Panel Paper:
Principal-Teacher Race Match and Teacher Turnover
Thursday, November 8, 2018
Jefferson - Mezz Level (Marriott Wardman Park)
*Names in bold indicate Presenter
Teacher turnover has long been a challenge for K-12 public schools. Beyond the financial costs associated with advertising, screening, interviewing, and hiring new candidates; and the investment of time and resources required at the school level to ensure new teachers are adequately trained on school policies and procedures, research has demonstrated that teacher turnover has negative impacts on student achievement (Kraft, 2015; Ronfeldt, Loeb, & Wyckoff, 2013). Teacher turnover is particularly concerning in places where there is low representation of minority teachers to begin with, a challenge that has received renewed attention in recent years in light of a burgeoning body of new research that has revealed the benefits of teacher/ student demographic congruence for minority students on a variety of student outcomes, including test scores (Dee, 2004, 2007; Egalite, Kisida, & Winters, 2015), school suspensions (Lindsay & Hart, 2017), academic perceptions and attitudes (Egalite & Kisida, 2017), student attendance (Holt & Gershenson, 2015), and even the likelihood of school dropout (Gershenson, Hart, Lindsay, & Papageorge, 2017). Investigating the causes and consequences of teacher turnover is also relevant for staffing high needs/hard-to-staff schools.
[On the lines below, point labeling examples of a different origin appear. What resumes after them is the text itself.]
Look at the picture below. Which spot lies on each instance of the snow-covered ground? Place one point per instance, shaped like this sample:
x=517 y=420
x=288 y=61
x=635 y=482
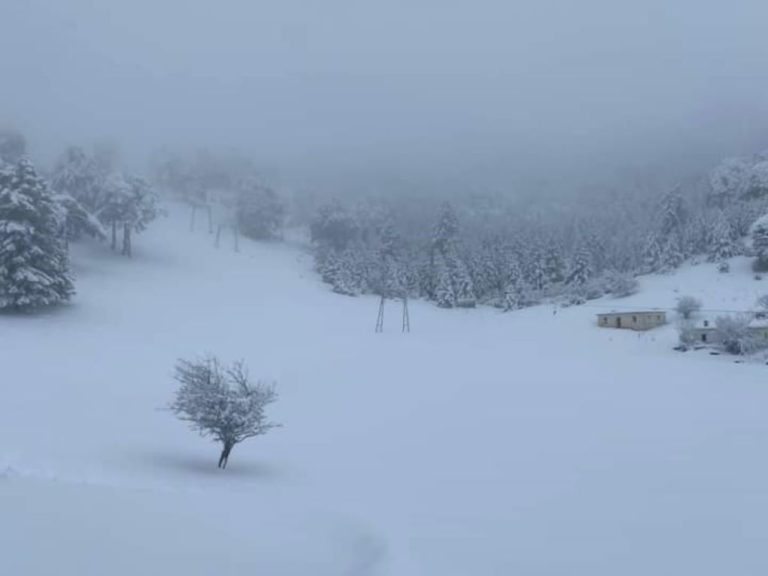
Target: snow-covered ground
x=481 y=443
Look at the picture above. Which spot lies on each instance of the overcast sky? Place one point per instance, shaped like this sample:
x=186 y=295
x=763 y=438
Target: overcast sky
x=432 y=93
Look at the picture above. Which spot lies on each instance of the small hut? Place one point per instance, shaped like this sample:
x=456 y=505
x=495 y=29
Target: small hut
x=639 y=320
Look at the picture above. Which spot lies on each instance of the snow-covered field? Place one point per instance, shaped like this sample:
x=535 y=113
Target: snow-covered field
x=481 y=443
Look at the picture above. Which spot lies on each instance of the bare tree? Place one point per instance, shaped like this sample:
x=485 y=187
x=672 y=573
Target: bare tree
x=734 y=334
x=219 y=401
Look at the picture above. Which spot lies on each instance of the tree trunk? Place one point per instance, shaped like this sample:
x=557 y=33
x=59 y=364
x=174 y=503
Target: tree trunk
x=127 y=240
x=224 y=458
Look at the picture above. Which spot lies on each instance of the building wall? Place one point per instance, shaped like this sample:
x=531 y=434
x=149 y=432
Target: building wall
x=632 y=321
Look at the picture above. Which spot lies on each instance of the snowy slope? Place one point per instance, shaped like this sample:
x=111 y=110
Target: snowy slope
x=481 y=443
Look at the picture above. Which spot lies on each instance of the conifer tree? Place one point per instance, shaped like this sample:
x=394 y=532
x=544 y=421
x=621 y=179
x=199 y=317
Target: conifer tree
x=34 y=265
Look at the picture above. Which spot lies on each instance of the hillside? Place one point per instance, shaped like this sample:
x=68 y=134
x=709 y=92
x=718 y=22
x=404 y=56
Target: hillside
x=530 y=442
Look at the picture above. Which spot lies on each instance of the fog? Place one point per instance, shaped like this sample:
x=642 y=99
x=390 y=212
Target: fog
x=400 y=94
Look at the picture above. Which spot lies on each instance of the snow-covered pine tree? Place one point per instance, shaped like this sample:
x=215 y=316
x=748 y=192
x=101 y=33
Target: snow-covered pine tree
x=77 y=221
x=580 y=269
x=260 y=213
x=444 y=293
x=34 y=265
x=653 y=260
x=462 y=284
x=536 y=274
x=554 y=267
x=77 y=175
x=759 y=236
x=728 y=181
x=446 y=232
x=721 y=245
x=672 y=255
x=129 y=203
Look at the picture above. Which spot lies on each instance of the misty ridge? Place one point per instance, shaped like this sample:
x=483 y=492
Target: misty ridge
x=459 y=250
x=559 y=209
x=506 y=155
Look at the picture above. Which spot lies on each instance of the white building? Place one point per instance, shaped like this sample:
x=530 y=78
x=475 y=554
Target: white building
x=640 y=320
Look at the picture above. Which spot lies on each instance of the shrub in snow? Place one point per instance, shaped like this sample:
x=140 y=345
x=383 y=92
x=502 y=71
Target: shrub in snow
x=220 y=401
x=687 y=306
x=734 y=334
x=762 y=304
x=34 y=265
x=686 y=334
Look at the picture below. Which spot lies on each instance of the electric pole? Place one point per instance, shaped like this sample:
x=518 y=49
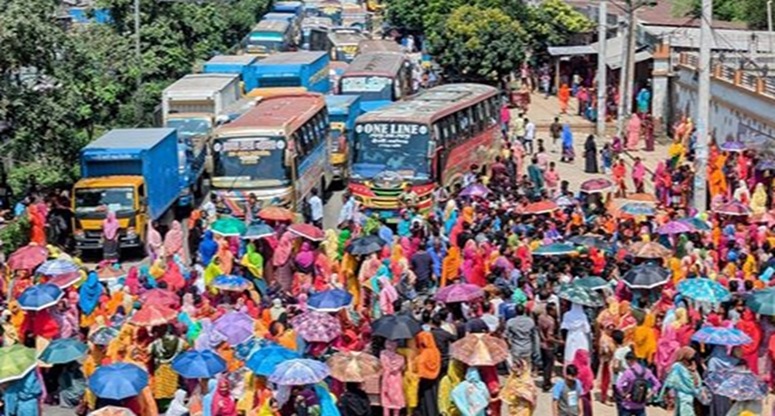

This study uses rich administrative data from North Carolina to examine the effects of principal-teacher demographic matching on teacher turnover in public elementary, middle, and high schools in the state of North Carolina. To our knowledge, it is the first study to look the combined effect of race and gender congruence between teachers and principals and how that may play a role in teacher turnover decisions. An additional contribution of this study is the inclusion of survey data to investigate teacher working conditions alongside demographic match and the ability to compare across charter and traditional public school contexts.